Accordingly, the Court found that Ofgem had acted in error when it
refused to accept that the RPPAs had ceased to have effect for all
purposes, and therefore found that they were "excluded
generating stations" and therefore concluded that the
generating stations were not eligible to gain credits for the
generator under the ROC scheme. Ofgem's decision was therefore
unlawful and was formally quashed by the Court. Mandatory relief in
respect of retrospective accreditation for both generating stations
was also granted with effect from dates in 2009.

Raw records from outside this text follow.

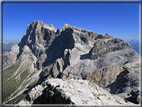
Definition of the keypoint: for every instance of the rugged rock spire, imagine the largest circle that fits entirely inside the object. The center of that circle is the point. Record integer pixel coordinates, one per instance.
(72, 53)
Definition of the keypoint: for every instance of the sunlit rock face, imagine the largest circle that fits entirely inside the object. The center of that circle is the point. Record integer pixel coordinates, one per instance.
(70, 53)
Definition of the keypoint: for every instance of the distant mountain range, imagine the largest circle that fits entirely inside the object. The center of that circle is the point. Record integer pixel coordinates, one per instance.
(135, 44)
(58, 66)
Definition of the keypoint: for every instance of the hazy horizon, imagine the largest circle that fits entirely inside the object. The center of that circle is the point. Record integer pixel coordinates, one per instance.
(120, 20)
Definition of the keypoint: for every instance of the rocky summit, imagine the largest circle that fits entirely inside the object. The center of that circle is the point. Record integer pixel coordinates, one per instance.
(69, 66)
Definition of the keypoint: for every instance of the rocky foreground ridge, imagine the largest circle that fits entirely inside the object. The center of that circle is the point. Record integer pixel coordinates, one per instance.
(70, 53)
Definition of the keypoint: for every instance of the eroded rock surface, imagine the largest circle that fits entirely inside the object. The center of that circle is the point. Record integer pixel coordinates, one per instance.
(74, 53)
(78, 92)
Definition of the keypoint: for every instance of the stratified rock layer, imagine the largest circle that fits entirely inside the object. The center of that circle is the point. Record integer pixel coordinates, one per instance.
(71, 53)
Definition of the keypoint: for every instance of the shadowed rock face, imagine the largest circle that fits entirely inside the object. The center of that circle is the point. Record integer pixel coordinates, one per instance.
(75, 53)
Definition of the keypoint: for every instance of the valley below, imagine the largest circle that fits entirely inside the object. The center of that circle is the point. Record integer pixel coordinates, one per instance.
(69, 66)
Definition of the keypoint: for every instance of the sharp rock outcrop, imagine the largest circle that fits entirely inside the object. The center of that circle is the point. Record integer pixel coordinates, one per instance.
(71, 53)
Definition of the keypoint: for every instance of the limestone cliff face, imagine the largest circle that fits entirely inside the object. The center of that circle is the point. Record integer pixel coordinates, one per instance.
(74, 53)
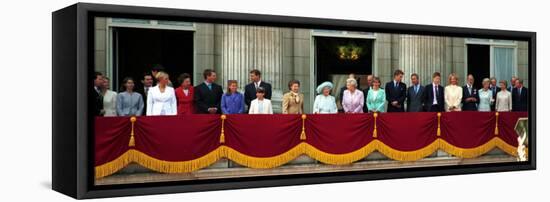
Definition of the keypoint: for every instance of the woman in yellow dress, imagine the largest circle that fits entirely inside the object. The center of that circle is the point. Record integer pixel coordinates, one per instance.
(293, 101)
(453, 94)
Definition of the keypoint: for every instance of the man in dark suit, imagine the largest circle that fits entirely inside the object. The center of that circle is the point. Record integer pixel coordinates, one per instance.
(208, 95)
(434, 95)
(366, 92)
(415, 95)
(143, 89)
(341, 93)
(250, 89)
(494, 89)
(96, 92)
(396, 93)
(520, 96)
(470, 96)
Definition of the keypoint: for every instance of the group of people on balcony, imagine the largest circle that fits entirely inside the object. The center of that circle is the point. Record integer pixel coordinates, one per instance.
(209, 97)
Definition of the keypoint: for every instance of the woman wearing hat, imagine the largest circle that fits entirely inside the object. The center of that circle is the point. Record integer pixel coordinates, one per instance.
(376, 97)
(324, 102)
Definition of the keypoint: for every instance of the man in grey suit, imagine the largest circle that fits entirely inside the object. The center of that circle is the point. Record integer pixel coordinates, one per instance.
(415, 95)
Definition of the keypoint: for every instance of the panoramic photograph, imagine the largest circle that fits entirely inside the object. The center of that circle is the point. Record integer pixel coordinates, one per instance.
(185, 101)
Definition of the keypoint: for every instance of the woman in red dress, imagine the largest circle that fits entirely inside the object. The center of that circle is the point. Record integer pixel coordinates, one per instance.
(184, 95)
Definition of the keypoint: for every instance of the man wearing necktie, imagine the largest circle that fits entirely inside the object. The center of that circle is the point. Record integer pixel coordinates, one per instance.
(143, 89)
(250, 89)
(208, 94)
(98, 98)
(434, 94)
(494, 89)
(470, 96)
(396, 92)
(520, 95)
(415, 95)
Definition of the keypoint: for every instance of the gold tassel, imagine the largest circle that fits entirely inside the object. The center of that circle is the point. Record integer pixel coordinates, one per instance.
(222, 135)
(438, 123)
(375, 132)
(303, 134)
(132, 142)
(496, 123)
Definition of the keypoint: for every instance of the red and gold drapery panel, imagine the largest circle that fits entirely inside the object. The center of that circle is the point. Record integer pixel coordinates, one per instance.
(178, 144)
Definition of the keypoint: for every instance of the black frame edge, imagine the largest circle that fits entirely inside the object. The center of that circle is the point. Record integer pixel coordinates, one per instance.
(64, 145)
(76, 133)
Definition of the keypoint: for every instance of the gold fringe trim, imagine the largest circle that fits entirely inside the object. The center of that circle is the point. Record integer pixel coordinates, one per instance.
(479, 150)
(113, 166)
(496, 123)
(222, 134)
(263, 162)
(132, 142)
(143, 159)
(375, 131)
(303, 134)
(154, 164)
(405, 155)
(438, 124)
(339, 159)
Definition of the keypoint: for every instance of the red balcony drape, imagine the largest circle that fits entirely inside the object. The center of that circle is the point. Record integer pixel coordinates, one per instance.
(177, 144)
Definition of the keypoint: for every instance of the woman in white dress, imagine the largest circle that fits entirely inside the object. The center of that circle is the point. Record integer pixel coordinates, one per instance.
(260, 105)
(504, 98)
(161, 99)
(109, 98)
(485, 97)
(453, 94)
(324, 102)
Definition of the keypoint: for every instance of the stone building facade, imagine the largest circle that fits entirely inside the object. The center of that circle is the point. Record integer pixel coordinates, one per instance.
(283, 54)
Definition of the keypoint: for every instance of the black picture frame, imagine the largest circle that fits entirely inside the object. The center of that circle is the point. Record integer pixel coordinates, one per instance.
(72, 127)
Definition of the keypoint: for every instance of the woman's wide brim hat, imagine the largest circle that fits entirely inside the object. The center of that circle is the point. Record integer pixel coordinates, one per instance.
(326, 84)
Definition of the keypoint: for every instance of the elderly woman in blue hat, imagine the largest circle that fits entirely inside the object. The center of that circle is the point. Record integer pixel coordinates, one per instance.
(324, 102)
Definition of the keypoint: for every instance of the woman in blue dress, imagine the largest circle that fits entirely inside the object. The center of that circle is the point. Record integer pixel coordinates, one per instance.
(232, 101)
(324, 102)
(376, 97)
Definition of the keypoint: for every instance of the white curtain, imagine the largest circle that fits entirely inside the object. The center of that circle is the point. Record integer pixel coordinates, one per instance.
(422, 55)
(251, 47)
(504, 63)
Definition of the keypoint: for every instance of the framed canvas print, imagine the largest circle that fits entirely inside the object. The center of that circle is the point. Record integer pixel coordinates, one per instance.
(159, 100)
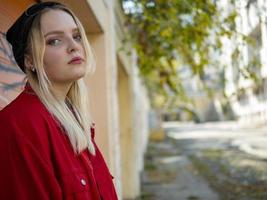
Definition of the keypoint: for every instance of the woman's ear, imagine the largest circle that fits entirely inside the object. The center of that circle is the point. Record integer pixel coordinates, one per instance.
(28, 62)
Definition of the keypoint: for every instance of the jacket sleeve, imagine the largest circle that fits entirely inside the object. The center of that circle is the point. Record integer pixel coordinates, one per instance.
(24, 173)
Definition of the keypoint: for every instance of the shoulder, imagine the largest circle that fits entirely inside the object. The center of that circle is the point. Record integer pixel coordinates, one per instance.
(26, 107)
(26, 116)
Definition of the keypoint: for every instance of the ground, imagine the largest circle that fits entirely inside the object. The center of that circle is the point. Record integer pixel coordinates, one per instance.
(211, 161)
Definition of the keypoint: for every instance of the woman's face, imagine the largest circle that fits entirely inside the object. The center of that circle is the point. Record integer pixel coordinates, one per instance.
(64, 57)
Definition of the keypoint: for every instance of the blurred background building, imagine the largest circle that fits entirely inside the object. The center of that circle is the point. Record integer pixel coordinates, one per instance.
(248, 99)
(119, 103)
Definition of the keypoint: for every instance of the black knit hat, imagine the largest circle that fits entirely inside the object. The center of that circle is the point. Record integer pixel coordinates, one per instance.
(17, 34)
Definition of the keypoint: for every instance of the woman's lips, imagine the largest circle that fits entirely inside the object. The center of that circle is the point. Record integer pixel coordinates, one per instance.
(76, 60)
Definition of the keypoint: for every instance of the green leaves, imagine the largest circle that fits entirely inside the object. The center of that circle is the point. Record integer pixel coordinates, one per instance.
(170, 35)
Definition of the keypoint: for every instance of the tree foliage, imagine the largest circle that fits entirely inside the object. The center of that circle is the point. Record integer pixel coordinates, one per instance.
(171, 35)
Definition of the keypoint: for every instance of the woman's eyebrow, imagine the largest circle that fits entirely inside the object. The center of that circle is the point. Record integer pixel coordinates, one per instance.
(58, 32)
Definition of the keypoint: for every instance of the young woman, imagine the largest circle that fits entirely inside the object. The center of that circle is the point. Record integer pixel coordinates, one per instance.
(47, 148)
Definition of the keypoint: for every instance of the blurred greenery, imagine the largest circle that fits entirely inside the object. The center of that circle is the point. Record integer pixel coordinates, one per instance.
(170, 36)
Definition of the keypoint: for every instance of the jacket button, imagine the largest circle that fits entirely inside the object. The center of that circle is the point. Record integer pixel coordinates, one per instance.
(83, 182)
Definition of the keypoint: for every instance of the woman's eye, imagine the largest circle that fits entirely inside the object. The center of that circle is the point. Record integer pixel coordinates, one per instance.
(78, 37)
(53, 42)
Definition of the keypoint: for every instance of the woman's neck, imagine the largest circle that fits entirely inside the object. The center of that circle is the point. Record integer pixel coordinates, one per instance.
(61, 90)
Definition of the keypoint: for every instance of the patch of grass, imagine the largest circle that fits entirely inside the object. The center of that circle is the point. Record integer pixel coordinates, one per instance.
(149, 166)
(216, 168)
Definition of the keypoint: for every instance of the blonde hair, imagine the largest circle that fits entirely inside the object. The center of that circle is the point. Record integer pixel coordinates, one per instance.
(73, 115)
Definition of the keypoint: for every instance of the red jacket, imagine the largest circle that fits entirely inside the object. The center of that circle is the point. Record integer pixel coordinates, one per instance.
(37, 161)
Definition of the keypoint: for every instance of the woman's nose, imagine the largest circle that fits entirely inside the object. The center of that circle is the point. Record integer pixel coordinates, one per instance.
(73, 45)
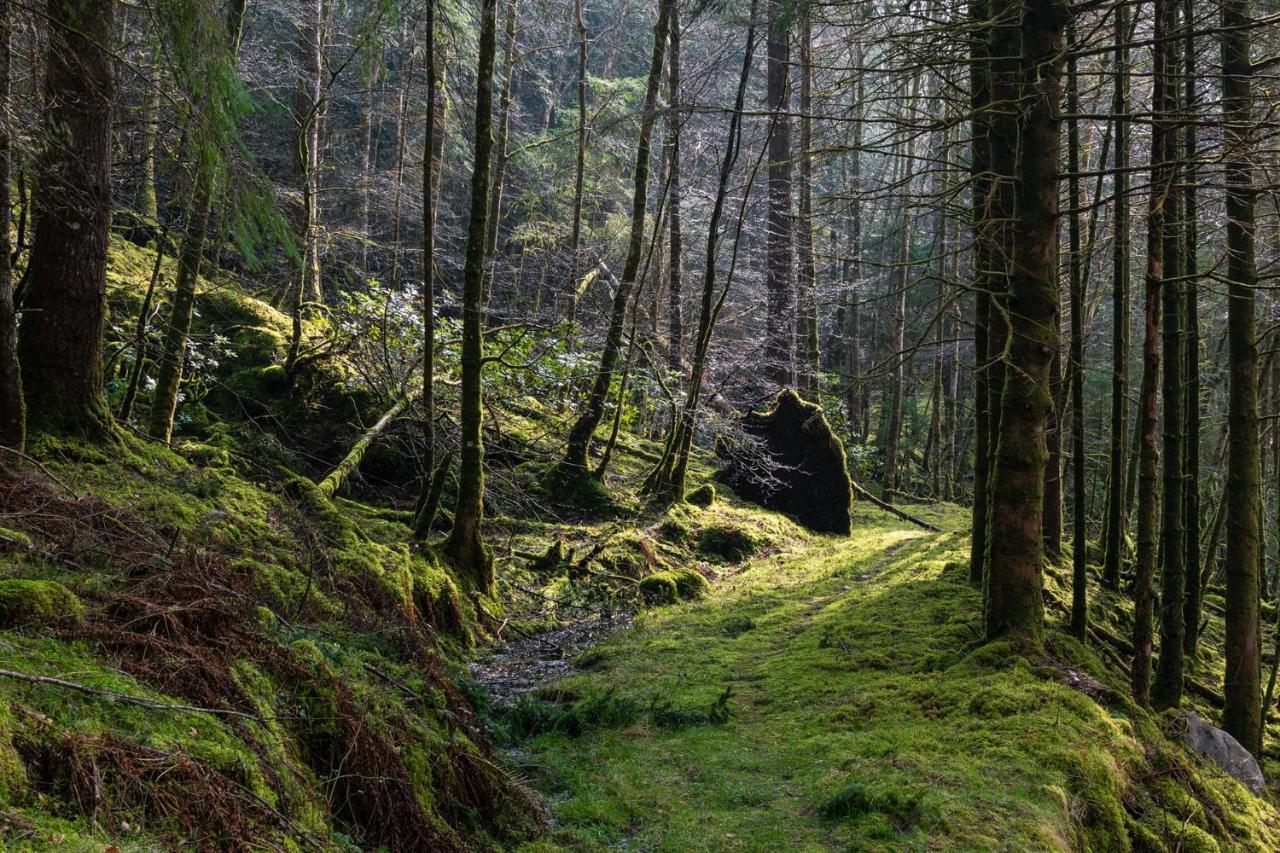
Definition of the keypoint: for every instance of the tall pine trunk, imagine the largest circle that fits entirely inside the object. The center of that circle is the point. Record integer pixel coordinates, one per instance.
(64, 309)
(575, 463)
(465, 546)
(1242, 712)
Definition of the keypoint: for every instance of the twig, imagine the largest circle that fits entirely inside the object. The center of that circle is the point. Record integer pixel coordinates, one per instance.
(42, 469)
(123, 697)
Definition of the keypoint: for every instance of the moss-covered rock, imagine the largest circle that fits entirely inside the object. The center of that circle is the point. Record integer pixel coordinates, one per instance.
(35, 601)
(790, 460)
(659, 588)
(703, 496)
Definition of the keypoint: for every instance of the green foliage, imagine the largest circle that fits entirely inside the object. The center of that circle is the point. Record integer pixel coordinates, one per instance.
(35, 601)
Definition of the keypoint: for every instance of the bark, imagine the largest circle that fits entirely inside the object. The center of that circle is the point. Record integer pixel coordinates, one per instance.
(13, 410)
(1079, 533)
(676, 273)
(350, 464)
(580, 168)
(173, 352)
(780, 323)
(580, 436)
(807, 291)
(64, 308)
(1168, 688)
(1116, 461)
(428, 296)
(1242, 715)
(1191, 360)
(979, 158)
(465, 546)
(1014, 598)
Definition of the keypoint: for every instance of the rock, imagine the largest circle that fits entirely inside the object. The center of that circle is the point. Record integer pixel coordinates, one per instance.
(790, 460)
(1223, 749)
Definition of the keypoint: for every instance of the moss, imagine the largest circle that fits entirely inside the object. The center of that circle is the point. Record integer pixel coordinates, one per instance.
(659, 588)
(703, 496)
(23, 602)
(690, 584)
(728, 542)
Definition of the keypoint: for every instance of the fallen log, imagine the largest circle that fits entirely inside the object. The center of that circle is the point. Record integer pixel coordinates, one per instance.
(338, 477)
(888, 507)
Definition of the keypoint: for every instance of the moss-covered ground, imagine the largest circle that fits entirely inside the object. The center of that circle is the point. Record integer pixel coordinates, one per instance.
(865, 714)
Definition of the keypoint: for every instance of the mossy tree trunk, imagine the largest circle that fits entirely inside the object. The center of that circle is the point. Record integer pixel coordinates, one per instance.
(465, 546)
(780, 292)
(1242, 714)
(1148, 492)
(1168, 688)
(1116, 518)
(575, 463)
(1079, 544)
(64, 309)
(1191, 355)
(1027, 68)
(979, 163)
(13, 410)
(423, 524)
(164, 404)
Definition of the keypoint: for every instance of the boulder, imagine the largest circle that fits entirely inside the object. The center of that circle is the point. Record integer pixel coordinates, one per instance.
(790, 460)
(1223, 749)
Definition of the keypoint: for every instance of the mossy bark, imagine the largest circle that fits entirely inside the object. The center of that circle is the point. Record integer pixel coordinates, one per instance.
(465, 546)
(1116, 518)
(575, 463)
(64, 310)
(13, 410)
(1027, 42)
(1168, 688)
(1242, 715)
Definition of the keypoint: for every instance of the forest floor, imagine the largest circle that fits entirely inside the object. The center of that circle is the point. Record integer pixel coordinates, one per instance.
(835, 696)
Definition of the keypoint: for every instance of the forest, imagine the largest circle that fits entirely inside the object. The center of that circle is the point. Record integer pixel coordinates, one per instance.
(640, 425)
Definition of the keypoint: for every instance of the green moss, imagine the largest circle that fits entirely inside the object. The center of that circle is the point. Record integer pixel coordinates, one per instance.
(703, 496)
(23, 602)
(659, 588)
(728, 542)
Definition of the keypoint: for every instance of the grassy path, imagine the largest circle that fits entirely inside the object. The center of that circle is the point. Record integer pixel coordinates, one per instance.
(846, 667)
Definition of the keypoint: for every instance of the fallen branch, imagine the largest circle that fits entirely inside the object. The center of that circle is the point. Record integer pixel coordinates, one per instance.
(123, 697)
(888, 507)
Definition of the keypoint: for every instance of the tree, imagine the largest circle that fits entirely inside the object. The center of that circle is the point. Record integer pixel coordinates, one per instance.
(190, 259)
(465, 546)
(1027, 67)
(575, 463)
(13, 407)
(60, 338)
(780, 323)
(1242, 711)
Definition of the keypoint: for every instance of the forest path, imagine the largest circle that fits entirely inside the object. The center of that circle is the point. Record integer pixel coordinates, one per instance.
(839, 658)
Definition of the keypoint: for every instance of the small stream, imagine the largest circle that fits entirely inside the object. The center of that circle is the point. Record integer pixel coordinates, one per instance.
(530, 662)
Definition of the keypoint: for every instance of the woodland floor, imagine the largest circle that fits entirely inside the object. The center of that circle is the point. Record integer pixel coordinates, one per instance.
(860, 717)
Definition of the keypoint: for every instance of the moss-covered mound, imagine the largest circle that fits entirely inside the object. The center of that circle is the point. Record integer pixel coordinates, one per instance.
(790, 460)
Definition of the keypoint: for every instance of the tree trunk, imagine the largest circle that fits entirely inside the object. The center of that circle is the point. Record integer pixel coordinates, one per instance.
(1027, 46)
(1079, 533)
(1168, 688)
(1242, 715)
(676, 272)
(575, 463)
(808, 273)
(1116, 461)
(580, 168)
(465, 546)
(979, 177)
(64, 308)
(780, 323)
(13, 410)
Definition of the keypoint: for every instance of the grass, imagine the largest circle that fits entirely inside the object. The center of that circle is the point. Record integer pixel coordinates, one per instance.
(867, 715)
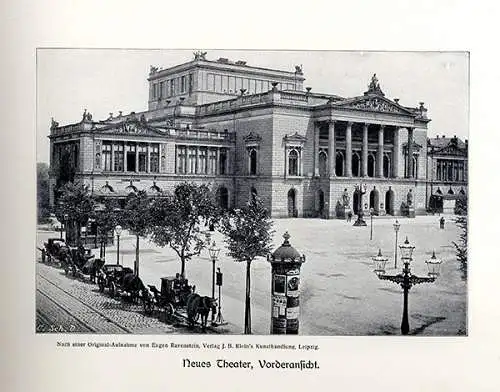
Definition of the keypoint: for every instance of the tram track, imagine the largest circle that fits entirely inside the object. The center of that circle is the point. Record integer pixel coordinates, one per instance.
(84, 309)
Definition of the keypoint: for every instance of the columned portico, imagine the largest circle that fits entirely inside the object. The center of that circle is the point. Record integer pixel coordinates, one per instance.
(409, 158)
(348, 150)
(331, 147)
(380, 152)
(364, 172)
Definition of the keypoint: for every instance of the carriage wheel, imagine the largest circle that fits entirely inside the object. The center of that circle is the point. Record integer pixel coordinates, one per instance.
(169, 311)
(148, 306)
(112, 289)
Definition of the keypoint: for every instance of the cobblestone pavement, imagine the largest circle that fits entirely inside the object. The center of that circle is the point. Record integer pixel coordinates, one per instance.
(65, 304)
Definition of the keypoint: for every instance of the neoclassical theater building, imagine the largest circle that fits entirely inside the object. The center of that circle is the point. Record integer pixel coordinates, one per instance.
(253, 131)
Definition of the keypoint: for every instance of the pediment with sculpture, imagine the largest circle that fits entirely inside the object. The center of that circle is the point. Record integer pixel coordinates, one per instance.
(374, 104)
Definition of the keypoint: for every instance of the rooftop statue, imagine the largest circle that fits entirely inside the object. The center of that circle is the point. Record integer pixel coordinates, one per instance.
(199, 55)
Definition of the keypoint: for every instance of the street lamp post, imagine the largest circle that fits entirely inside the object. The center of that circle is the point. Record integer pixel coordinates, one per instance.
(406, 279)
(118, 231)
(361, 190)
(371, 223)
(219, 320)
(396, 226)
(214, 254)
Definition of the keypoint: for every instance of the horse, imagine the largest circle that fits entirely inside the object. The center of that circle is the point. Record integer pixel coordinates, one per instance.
(198, 305)
(133, 285)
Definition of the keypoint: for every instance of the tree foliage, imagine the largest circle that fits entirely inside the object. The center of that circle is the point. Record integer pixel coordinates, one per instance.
(42, 189)
(136, 218)
(248, 231)
(76, 202)
(248, 234)
(176, 220)
(461, 245)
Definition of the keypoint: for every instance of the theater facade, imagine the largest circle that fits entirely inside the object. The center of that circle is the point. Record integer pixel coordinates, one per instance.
(253, 131)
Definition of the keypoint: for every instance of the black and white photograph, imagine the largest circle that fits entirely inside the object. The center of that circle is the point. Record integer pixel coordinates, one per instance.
(208, 191)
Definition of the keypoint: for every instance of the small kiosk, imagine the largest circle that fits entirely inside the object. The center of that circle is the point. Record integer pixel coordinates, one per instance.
(285, 282)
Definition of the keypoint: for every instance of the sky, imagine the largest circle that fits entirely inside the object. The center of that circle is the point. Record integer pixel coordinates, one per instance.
(109, 80)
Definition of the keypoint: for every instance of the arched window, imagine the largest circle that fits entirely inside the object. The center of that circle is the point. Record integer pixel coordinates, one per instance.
(356, 166)
(323, 159)
(339, 164)
(293, 163)
(371, 166)
(387, 166)
(252, 162)
(253, 194)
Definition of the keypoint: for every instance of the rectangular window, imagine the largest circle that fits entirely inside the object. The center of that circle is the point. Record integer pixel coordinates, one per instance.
(192, 160)
(183, 84)
(130, 151)
(222, 161)
(203, 161)
(181, 159)
(191, 81)
(172, 87)
(143, 157)
(238, 85)
(212, 163)
(106, 156)
(251, 86)
(155, 158)
(118, 151)
(211, 82)
(218, 82)
(225, 83)
(232, 84)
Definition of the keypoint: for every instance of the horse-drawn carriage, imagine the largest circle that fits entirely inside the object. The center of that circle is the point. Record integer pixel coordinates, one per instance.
(84, 263)
(56, 251)
(173, 294)
(121, 282)
(178, 297)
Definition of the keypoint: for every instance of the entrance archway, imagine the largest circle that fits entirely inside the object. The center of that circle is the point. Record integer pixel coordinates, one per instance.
(321, 202)
(389, 202)
(223, 198)
(356, 166)
(355, 202)
(371, 166)
(292, 208)
(374, 203)
(339, 164)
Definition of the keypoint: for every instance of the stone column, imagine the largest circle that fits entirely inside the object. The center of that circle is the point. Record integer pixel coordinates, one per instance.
(380, 152)
(396, 153)
(137, 157)
(217, 163)
(365, 151)
(331, 147)
(113, 156)
(286, 161)
(409, 162)
(348, 150)
(148, 164)
(316, 150)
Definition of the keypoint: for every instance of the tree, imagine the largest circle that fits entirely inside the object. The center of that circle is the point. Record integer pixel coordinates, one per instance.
(136, 218)
(76, 202)
(176, 220)
(461, 246)
(248, 233)
(106, 218)
(42, 177)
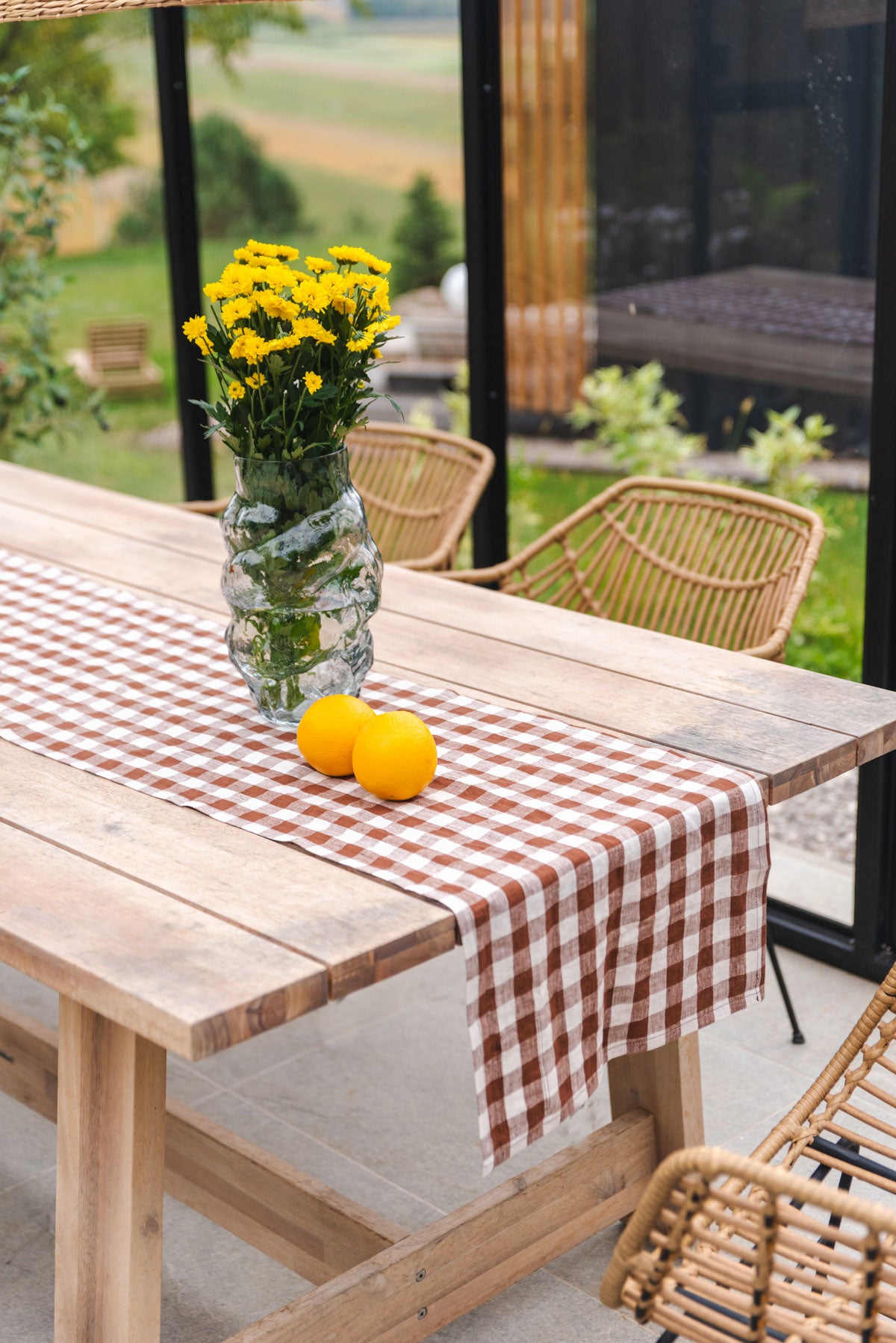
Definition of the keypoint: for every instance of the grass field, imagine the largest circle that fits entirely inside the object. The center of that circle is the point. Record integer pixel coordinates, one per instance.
(321, 102)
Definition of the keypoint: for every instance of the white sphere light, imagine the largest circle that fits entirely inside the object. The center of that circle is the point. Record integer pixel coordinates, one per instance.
(453, 288)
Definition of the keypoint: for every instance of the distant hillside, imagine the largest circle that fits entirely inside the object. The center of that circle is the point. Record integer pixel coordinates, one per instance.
(414, 8)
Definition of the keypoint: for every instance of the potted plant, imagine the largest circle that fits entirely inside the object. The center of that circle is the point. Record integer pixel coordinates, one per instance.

In addition, the Judge found that the Claimants' human rights
(under Article 1 Protocol 1 of the ECHR) had been breached, and
agreed that the Claimants should be eligible for compensation, on
the basis that they had been denied their statutory entitlement
under the scheme. The Judge accepted the concerns raised on behalf
of the Defendant that there might be a flood of similar claims, but
found that the Claimants were entitled to damages as a result of
Ofgem having misapplied the statutory scheme. The precise sum to be
awarded may be the subject of another hearing after 1 September
2011.
Conclusion
It is not yet clear whether Ofgem will seek to challenge the
outcome of this case. If it does not appeal, or in the event that
the appeal is unsuccessful, the case will set a potentially
dangerous precedent and act as a salutary warning to the regulator
to ensure that it interprets the complex secondary legislation
underpinning the ROCs regime very carefully. To avoid further
payouts, Ofgem must ensure that its decision-making is neither
illogical nor unreasonable, and that it is consistent with the
statutory scheme underpinning the regime.
In the meantime, it will be interesting to see whether the concerns
raised by Ofgem's barrister during the hearing that there would
be a large number of similar claims for compensation will come to
fruition.
1 [2011] WHC 1873, judgment of M. Justice Lindblom dated 10 August 2011. The Non-Fossil Purchasing Agency was an Interested Party in these proceedings.